American Standard Code for Information Interchange (ASCII)
Introduction
ASCII, abbreviated from American Standard Code for Information Interchange, is a character encoding standard for electronic communication. ASCII codes represent text in computers, telecommunications equipment, and other devices. Because of technical limitations of computer systems at the time it was invented, ASCII has just 128 code points, of which only 95 are printable characters, which severely limited its scope.
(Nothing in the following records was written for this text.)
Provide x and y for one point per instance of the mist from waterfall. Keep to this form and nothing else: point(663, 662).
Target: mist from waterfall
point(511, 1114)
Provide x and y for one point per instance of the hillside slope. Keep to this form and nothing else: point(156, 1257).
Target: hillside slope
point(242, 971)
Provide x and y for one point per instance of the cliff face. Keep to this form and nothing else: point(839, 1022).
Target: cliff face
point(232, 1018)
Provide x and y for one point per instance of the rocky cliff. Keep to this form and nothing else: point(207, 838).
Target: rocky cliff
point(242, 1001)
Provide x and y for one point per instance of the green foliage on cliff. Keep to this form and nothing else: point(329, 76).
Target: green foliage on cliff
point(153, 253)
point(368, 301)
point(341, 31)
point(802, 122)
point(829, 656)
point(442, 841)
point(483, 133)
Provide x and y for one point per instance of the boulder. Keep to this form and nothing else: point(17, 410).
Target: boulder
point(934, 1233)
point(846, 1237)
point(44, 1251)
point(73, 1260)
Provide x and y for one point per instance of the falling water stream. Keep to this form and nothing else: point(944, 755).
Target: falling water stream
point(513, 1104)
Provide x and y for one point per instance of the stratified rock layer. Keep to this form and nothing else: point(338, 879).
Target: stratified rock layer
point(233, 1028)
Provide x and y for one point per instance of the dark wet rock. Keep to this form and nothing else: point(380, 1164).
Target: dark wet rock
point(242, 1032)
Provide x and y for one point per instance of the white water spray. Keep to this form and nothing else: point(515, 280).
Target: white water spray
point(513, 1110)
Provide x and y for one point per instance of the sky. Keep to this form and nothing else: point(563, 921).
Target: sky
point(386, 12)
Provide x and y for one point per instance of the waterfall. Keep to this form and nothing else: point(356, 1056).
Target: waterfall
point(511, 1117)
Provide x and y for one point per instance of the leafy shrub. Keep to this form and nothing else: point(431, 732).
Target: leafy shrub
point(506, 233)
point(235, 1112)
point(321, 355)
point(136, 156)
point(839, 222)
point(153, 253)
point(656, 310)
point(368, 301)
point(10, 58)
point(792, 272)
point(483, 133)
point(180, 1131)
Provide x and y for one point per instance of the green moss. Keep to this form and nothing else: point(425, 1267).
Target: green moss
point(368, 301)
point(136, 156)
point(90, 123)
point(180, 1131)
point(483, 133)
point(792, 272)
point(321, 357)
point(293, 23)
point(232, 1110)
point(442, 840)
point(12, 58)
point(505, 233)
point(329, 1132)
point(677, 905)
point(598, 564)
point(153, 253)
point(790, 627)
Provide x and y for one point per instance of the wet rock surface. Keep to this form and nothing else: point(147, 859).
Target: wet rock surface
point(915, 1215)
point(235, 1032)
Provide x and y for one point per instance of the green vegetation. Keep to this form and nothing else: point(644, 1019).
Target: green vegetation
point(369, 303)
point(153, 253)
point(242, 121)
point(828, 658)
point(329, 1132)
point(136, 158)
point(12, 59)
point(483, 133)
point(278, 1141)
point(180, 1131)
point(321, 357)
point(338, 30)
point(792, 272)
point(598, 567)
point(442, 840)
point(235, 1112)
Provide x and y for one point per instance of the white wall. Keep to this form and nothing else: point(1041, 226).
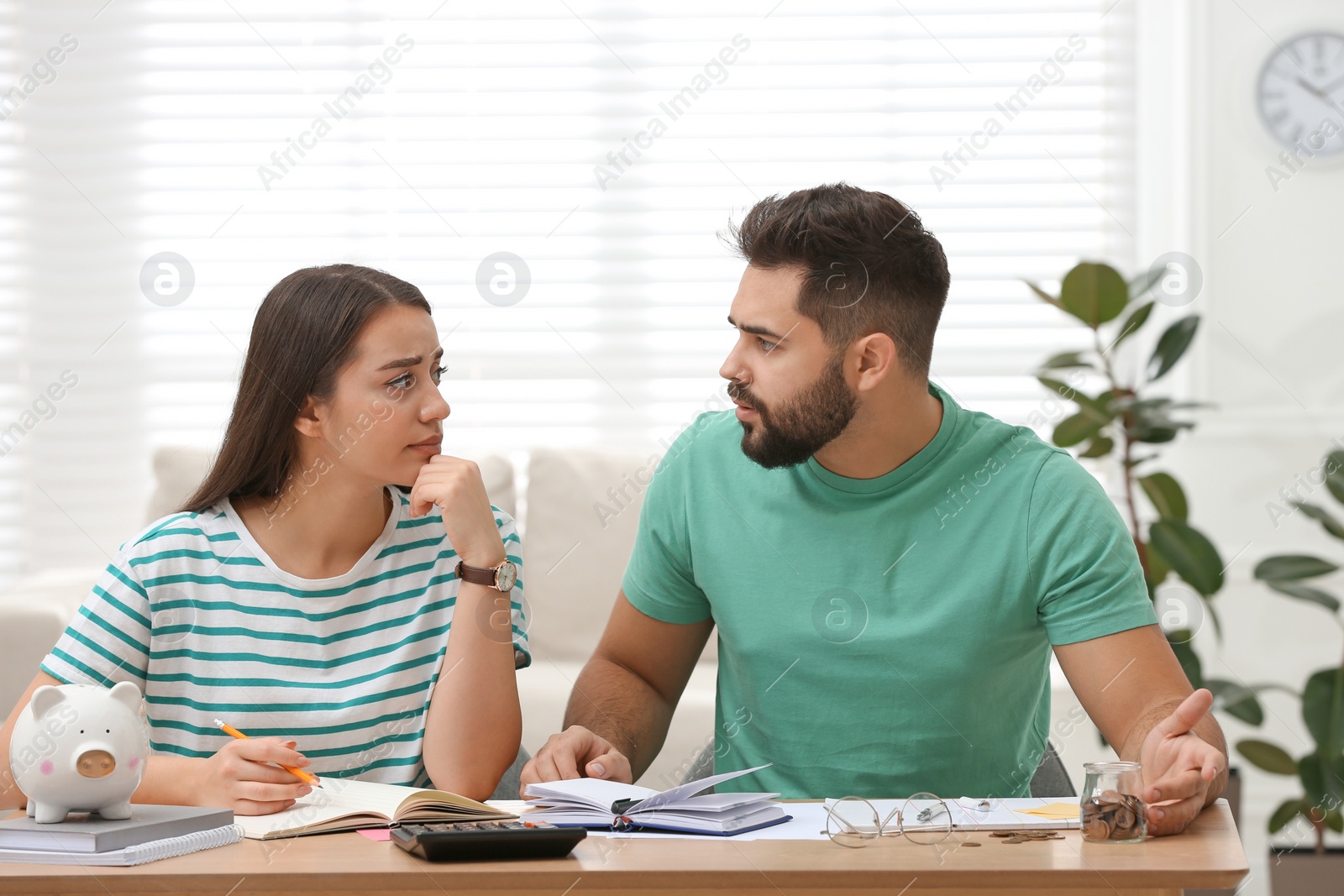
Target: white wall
point(1268, 356)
Many computer systems instead use Unicode, which has millions of code points, but the first 128 of these are the same as the ASCII set.
Encoding
ASCII encodes 128 specified characters into seven-bit integers, commonly with the Most Significant Bit (MSB, "leftmost") set to zero and the least significant 4 bits counting up sections of the characters set.
Encoding Chart
LSB Hex (=>MSB) | 0x0 | 0x1 | 0x2 | 0x3 | 0x4 | 0x5 | 0x6 | 0x7 |
---|---|---|---|---|---|---|---|---|
B0000, 0x0 | NUL | DLE | SP | 0 | @ | P | ` | p |
B0001, 0x1 | SOH | DC1 | ! | 1 | A | Q | a | q |
B0010, 0x2 | STX | DC2 | " | 2 | B | R | b | r |
B0011, 0x3 | ETX | DC3 | # | 3 | C | S | c | s |
B0100, 0x4 | EOT | DC4 | $ | 4 | D | T | d | t |
B0101, 0x5 | ENQ | NAK | % | 5 | E | U | e | u |
B0110, 0x6 | ACK | SYN | & | 6 | F | V | f | v |
B0111, 0x7 | BEL | ETB | ' | 7 | G | W | g | w |
B1000, 0x8 | BS | CAN | ( | 8 | H | X | h | x |
B1001, 0x9 | HT | EM | ) | 9 | I | Y | i | y |
B1010, 0xA | LF | SUB | * | : | J | Z | j | z |
B1011, 0xB | VT | ESC | + | ; | K | [ | k | { |
B1100, 0xC | FF | FS | , | < | L | \ | l | | |
B1101, 0xD | CR | GS | - | = | M | ] | m | } |
B1110, 0xE | SO | RS | . | > | N | ^ | n | ~ |
B1111, 0xF | SI | US | / | ? | O | _ | o | DEL |
Relationship to UTF-8
The first 128 characters of Unicode, which correspond one-to-one with ASCII, are encoded using a single octet with the same binary value as ASCII. Because ASCII only uses 7 of the 8 bits in a byte, that extra leading bit is always zero in both ASCII and the first code page of UTF-8. In UTF-8, when the first byte of a code point is one, the number of ones in the first byte indicates the total number of bytes and you can start to use the full capacity of unicode.